# Confusing throw rugs for peepee pads



## Wheatenbrat (Mar 17, 2011)

Hi,
I'm not sure if anyone else has had this problem, but my 4 month old Boo does really well using his pee pads while in his xpen, and also does fine going outside when we take him. My problem is that when he is loose, if he needs to pee, he will not go on the floor but will run to the nearest area rug and use that instead of his pad. He has done the same with poo as well. He seems to think it's like another pee pad. Yes, I will be pulling up all the rugs but just wondering how to help him know that our carpets are not the same as his pee pads. I have caught him in the act a few times already and have immediately said NO and picked him up and put him on his pad, but it seems he's so little he goes very quickly so even if I catch him immediately as he starts to go, when I put him on his pad he has nothing left in him to pee.


----------



## pammy4501 (Aug 8, 2007)

I tiled my family room, and have no rugs there. Mine use pee pee pads, and now I am using the cloth reusable pads. My girls both think throw rugs are pee pee pads. I don't know the soultion to this one.


----------



## Snowbody (Jan 3, 2009)

Tyler had a few accidents like that early on when he came to live with us but I kept confining him to his xpen until he peed and then let him out only when I knew he did it. You have to keep them confined until they really get it down. Reward, reward, reward. Also make sure you use one of the sprays like Nature's Miracle to thoroughly get the smell out of the rug or he'll think this is the place he should pee.


----------



## spookiesmom (Mar 28, 2010)

I put pee pads over the throws for a while. She is down to one pad only now. May never get rid of it.


----------



## vjw (Dec 20, 2006)

Just brainstorming . . . Are you using the scented pee pads? If not, you might try them for awhile. Boo "might" notice a difference and go on the scented pads.


----------



## LinzFair (Oct 10, 2010)

Mika does the same, she is outside trained, and has pee pads inside incase she really has to go. She can't resist the bath mats which I understand because they are shaped like a pee pad, so we keep them off the floor when they are not in use and that seems to work for us. She stays away from area rugs, it's just the bath mats.


----------



## Wheatenbrat (Mar 17, 2011)

Thank you everyone for the comments. I think this weekend I will just finish pulling up the rest of throw rugs until he's better trained at least. When I have seen him pee on a rug I do wash it with Nature's Miracle, but at this point I can't be positive that he hasn't gone somewhere on one that I have missed cleaning, so the smell cound be reinforcing him peeing where I don't want him to. 

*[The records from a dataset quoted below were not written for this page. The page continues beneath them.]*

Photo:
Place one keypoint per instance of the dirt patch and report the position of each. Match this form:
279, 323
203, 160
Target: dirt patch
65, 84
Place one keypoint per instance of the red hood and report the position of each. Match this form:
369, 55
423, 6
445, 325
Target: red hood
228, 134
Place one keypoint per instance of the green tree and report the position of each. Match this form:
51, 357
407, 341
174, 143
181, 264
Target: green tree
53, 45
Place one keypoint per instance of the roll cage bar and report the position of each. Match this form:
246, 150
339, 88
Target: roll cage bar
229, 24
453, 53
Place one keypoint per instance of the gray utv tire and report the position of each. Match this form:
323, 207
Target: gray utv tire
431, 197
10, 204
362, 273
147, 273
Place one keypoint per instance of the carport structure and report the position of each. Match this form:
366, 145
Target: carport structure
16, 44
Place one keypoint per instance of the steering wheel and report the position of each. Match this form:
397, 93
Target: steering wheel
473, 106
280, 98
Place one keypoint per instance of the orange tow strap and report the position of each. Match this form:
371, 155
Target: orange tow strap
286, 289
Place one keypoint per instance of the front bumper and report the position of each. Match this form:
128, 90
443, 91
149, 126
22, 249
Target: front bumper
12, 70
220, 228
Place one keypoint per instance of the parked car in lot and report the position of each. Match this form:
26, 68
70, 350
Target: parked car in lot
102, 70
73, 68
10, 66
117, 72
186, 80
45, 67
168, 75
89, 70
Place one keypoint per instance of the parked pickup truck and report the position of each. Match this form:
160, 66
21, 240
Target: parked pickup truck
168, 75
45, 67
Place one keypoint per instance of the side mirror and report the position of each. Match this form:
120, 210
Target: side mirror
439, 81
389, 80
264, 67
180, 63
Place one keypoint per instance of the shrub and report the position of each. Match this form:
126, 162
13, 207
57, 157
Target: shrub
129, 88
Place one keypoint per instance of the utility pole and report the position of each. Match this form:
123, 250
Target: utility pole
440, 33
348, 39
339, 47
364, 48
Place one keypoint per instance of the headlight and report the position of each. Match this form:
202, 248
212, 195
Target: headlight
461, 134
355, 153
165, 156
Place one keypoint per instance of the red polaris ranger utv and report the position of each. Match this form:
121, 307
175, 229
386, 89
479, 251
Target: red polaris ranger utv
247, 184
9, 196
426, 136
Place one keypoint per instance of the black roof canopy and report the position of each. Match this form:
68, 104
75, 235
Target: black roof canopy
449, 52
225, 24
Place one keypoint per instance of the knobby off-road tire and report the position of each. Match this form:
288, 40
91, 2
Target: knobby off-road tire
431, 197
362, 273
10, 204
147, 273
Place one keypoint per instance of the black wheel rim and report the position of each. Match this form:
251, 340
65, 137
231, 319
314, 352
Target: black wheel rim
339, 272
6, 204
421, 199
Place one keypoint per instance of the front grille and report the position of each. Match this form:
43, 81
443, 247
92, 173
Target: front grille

I've also read the posts on the Ugodog and I'm thinking of maybe trying this before he is too trained on the pads - at least it's a surface that is completely different from the softness of the pads/carpets. I know Lynda loves it - anyone else have comments on the Ugodog? Success or failure?


----------



## Lacie's Mom (Oct 11, 2006)

My entire house is tiled (except for the Master Bedroom). And if I have any type of throw rug, the girls think it's the same as a pee pee pad. Now I only have one very large bathmat that is under the cloth (washable) pee pee pad. The rest of the house is "rugless". They are very good about using the pee pee pad.


----------



## Cathy Yates (Apr 28, 2011)

another thing to think of is the scent left on the rugs. If they still have the odor that was left from an accident, they may still want to go there. Maybe look into getting them cleaned and then starting over with the pee pee pads over top of them or close to them so they see the difference?


----------



## Wheatenbrat (Mar 17, 2011)

I removed all the rugs and I think for now until he is older I will keep it that way. Now he will run to his pad and pee if he is in the house, but we are still training him to go outside. Once the fall hits and it gets cooler again I will definitely have the rugs cleaned first and then try them down again and see what happens. The little devil is quick!


----------



## Cosy (Feb 9, 2006)

You can also buy the spray scent to spray on the regular pads so they'll go there. I kno Cosy sometimes ventures off and I have to go back to the puppy scented pads for a month.


----------